Somehow my behaviour was brought to the attention of my parents who in turn contacted the addictions doctor – she told them to keep me with them and discontinue the medication. Within a day or so the episodes subsided.

Having satisfied all concerned that I wasn’t intentionally using drugs or at least my intention for using the drugs I was wasn’t for the purpose of getting high – I was to resume work. Easy enough for all the rest of them to determine – I was now faced with returning to my former place of employment where I had been witnessed exhibiting at the least behaviour that was not typical of me. How was I to deal with the invariable barrage of questions? I couldn’t say if the gossip in this environment is any worse than any other work place but it is second to none. The way I saw it I could have them believing I was either stoned, or had some sort of departure from my mental faculties or explain that though the former was true, it was only temporarily brought on by a medication given to me to treat my alcoholism and drug addiction.

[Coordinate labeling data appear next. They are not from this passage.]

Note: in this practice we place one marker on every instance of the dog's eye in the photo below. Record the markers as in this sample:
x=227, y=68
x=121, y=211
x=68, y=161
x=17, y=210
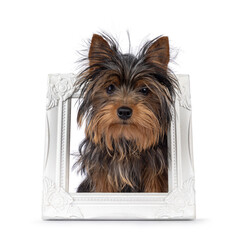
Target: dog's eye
x=144, y=91
x=110, y=89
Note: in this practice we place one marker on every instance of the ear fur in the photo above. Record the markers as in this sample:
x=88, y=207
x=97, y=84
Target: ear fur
x=99, y=50
x=158, y=52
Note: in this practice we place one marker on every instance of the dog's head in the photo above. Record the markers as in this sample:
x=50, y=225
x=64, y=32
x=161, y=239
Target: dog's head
x=126, y=98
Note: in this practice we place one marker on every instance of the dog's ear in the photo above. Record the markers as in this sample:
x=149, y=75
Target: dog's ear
x=158, y=52
x=99, y=50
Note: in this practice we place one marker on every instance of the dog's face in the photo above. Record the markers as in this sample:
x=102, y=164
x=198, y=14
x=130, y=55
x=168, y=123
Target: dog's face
x=126, y=99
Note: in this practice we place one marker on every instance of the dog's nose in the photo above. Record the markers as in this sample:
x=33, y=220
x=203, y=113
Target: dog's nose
x=124, y=113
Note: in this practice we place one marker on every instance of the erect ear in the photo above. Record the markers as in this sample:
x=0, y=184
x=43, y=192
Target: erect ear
x=158, y=52
x=99, y=50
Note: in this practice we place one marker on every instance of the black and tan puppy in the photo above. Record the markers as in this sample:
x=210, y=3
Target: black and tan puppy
x=126, y=100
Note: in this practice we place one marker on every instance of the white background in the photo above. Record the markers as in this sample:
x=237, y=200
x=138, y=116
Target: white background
x=41, y=37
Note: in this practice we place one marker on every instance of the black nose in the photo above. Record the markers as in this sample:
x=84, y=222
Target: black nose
x=124, y=113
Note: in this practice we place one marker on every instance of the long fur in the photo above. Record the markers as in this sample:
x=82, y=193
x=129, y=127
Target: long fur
x=127, y=156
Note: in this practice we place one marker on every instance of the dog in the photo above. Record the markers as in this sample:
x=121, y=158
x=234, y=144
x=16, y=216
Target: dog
x=126, y=101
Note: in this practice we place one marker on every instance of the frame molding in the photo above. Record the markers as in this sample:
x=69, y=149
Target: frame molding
x=58, y=203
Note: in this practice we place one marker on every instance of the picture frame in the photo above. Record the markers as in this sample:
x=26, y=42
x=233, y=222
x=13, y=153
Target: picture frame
x=59, y=203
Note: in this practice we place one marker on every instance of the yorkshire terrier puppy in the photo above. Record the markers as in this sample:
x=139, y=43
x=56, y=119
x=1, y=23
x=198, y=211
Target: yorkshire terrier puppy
x=127, y=102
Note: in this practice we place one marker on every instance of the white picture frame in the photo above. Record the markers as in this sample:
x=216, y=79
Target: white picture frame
x=58, y=203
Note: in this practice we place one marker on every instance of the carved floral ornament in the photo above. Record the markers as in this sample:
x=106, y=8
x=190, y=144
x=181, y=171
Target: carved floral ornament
x=60, y=87
x=57, y=202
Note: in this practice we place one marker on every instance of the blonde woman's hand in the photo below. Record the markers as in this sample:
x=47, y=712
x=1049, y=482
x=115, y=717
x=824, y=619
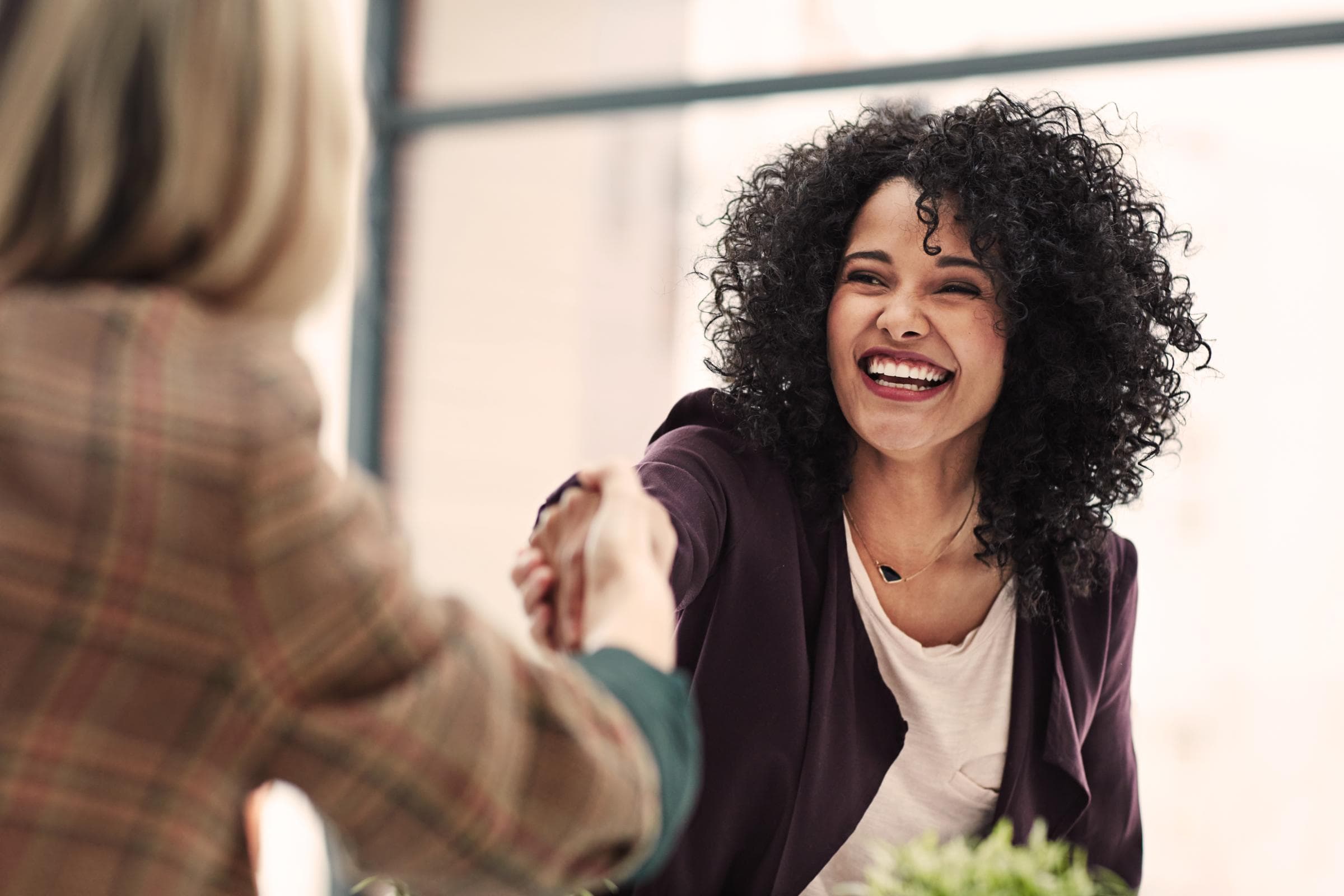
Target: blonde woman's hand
x=549, y=573
x=627, y=561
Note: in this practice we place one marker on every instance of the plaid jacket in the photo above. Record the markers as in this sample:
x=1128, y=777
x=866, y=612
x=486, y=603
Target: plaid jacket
x=193, y=604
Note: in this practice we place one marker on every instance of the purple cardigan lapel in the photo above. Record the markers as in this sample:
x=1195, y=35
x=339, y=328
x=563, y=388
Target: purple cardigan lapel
x=852, y=713
x=1043, y=773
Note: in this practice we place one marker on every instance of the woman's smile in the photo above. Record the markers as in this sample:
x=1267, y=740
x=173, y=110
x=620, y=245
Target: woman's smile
x=916, y=349
x=904, y=376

I felt humiliated and ashamed I never had intention to disclose my “going into treatment” it may be fine for the Hollywood crowd but my preference for the most part was to fly under the radar. Anxiety mounted – how could I face these people? Could I face these people? What would they think of me?

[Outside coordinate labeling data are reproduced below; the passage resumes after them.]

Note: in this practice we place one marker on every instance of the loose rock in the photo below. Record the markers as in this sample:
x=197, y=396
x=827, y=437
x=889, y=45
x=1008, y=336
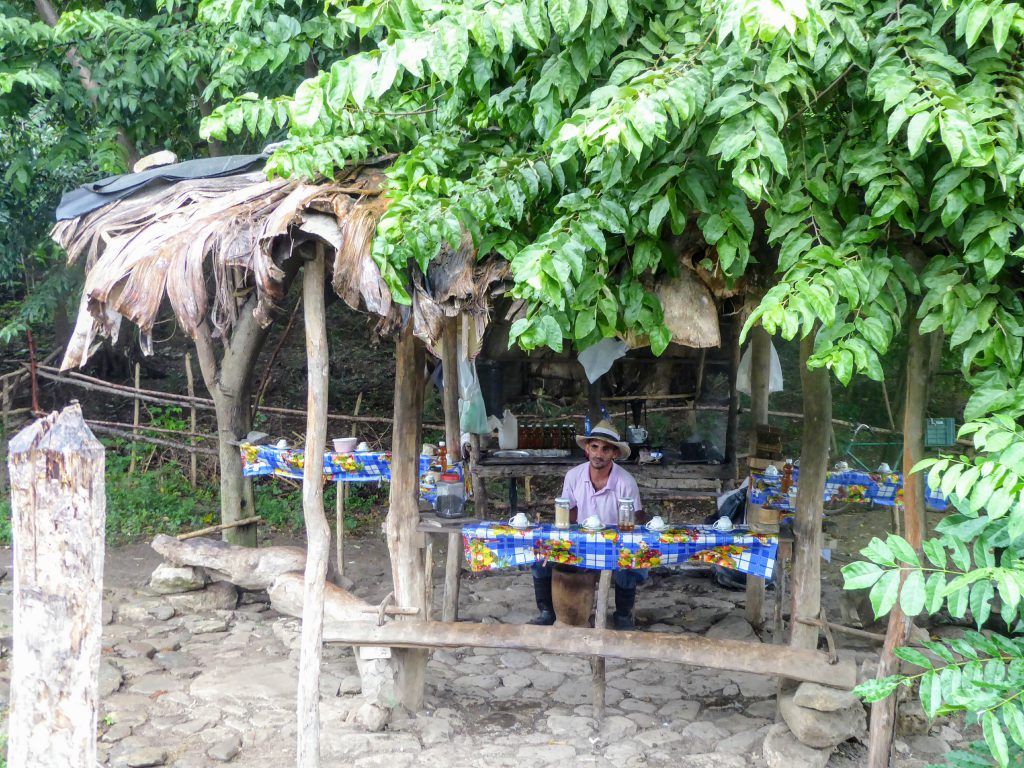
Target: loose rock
x=822, y=729
x=225, y=750
x=168, y=580
x=782, y=750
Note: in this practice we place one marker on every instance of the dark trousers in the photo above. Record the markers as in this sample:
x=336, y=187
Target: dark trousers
x=624, y=580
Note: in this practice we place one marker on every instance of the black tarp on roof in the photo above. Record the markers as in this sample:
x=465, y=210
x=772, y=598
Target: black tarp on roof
x=97, y=194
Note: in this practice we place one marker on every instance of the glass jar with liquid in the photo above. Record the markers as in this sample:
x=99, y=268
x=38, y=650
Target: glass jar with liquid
x=627, y=515
x=561, y=512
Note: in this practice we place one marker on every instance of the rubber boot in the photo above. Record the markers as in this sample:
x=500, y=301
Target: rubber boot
x=625, y=600
x=542, y=593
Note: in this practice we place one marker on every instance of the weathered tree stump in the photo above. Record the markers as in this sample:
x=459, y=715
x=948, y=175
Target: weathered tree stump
x=58, y=512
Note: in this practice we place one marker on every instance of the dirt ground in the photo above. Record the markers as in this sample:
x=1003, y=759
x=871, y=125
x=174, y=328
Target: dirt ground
x=197, y=682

Then anger came up from within me that ignited within me an attitude of “bugger them – if and when I leave that place it will be when I decide and not a moment before”. Even though this was uncharacteristic of how I saw myself to be, I could see that it would serve me in this case. This was the awaking of my spirit – and I constructive use of my anger it wasn’t turned in on me – it wasn’t used to lash out at someone else it became that which pushed me through what seemed a unsurpassable roadblock in my path.

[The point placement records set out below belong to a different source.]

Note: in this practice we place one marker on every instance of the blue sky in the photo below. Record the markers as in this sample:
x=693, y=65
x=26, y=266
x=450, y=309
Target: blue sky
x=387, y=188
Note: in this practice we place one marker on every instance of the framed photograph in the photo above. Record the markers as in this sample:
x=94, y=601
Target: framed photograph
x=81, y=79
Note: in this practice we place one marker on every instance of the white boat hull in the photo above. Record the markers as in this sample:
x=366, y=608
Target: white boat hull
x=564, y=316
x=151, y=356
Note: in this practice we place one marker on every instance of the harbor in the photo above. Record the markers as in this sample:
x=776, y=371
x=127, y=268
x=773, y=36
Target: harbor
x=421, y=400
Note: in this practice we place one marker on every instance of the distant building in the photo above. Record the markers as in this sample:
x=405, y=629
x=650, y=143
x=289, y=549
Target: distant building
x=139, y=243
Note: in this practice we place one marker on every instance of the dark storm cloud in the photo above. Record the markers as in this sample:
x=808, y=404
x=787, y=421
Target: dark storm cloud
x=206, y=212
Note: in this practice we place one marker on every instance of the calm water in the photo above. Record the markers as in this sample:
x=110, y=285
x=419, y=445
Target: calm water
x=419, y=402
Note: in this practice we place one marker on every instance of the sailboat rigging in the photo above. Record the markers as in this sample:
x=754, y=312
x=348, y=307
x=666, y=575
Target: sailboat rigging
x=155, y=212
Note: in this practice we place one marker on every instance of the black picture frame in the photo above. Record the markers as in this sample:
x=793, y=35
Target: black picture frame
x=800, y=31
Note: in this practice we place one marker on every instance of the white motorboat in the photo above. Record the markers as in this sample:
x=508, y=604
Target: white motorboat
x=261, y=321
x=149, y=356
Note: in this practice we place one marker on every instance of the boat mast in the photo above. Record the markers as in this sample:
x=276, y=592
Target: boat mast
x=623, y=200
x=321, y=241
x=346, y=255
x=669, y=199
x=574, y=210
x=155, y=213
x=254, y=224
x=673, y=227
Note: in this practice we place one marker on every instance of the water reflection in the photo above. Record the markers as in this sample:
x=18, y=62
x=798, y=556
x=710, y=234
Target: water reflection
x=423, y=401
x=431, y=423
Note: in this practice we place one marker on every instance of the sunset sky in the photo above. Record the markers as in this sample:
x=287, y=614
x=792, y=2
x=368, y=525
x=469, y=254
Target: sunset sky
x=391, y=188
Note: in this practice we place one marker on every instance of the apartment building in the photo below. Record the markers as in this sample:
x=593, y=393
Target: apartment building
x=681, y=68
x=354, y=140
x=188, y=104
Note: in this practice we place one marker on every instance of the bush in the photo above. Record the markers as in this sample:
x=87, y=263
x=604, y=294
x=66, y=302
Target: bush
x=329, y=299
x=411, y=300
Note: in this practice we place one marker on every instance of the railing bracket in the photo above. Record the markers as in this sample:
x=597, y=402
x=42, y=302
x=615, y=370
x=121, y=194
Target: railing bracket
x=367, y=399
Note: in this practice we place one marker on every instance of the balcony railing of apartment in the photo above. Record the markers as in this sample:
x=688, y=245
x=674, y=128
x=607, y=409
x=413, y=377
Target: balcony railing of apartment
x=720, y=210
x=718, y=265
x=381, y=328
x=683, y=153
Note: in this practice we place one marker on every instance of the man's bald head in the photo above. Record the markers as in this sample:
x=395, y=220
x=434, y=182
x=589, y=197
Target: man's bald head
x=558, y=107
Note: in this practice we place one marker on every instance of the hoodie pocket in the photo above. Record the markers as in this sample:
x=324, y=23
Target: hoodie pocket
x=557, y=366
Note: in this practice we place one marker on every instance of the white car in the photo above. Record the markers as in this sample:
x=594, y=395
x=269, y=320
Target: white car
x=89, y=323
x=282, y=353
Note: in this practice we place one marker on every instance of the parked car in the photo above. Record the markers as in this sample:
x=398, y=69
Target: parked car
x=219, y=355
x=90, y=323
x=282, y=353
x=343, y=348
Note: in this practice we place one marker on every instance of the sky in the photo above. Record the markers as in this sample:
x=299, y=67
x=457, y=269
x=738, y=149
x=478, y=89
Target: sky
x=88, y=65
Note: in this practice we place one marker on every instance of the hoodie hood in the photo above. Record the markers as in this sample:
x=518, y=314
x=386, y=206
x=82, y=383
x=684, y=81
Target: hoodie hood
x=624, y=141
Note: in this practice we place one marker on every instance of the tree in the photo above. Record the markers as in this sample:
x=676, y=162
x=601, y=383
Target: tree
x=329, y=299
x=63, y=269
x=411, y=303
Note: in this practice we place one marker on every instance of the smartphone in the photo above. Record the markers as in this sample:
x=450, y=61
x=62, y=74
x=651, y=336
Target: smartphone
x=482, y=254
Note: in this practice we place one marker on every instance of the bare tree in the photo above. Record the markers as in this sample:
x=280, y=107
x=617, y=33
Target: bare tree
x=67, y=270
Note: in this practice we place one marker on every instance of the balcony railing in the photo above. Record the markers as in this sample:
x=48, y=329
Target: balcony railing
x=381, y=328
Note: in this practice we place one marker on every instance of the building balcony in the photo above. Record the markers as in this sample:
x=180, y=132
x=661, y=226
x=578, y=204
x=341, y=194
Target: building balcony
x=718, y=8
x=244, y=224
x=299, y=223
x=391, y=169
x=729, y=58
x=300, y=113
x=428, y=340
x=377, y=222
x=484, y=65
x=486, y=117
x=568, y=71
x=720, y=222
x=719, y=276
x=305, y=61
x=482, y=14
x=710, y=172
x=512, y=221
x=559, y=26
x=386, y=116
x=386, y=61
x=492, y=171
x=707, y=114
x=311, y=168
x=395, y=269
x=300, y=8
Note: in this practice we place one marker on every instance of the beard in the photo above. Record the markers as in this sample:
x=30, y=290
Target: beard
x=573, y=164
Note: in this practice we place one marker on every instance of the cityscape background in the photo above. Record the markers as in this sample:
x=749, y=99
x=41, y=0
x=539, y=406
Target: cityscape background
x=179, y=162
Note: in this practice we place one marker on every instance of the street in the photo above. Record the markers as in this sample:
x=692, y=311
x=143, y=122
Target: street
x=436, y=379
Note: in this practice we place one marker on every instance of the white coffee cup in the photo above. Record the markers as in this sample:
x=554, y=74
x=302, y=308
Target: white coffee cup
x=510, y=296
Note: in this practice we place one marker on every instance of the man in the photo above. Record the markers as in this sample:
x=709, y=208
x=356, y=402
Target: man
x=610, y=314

There have been many “jumping off” points both in my early sobriety and since where I have been chased to the precipice by my former ways of being – though turning back has never been chosen it is always considered – but would I be able to determine how far back? As I consider this the fear mounts – no I can’t take that chance I can’t possibly go back there – but what of moving forward – couldn’t I be given a hint of what is in store? Apparently not – that is why it is known as a leap of faith? Which at times for me would probably more accurately be a “leap of I don’t think I like the alternative.” In A.A. I was introduced to the idea of a “Power greater than myself”- admittedly I turned to this power only in times of desperation but it was a beginning.

So despite my fears I decided to return to my place of employment, I decided the lesser of the two evils was to come clean and tell them the truth. I received a great deal of support and well-wishes which I might add came from many that in my mind would have been the least likely to step up in this way. In hindsight I guess this might have been the beginning of the development of not taking myself too seriously.

I have been sober now for 22 ½ years and as they say “I wouldn’t trade my worst day sober for my best day drunk.”

This began a spiritual odyssey that continues to this very day, at which point, I am again at a place where I am in the process of reinventing myself, which continues to offer new insights, the discovery and development of various gifts and which as close as I can determine may well become known as my finest hour. The relationship with the God of my understanding continues to grow and evolve providing for me both a source of strength and inspiration.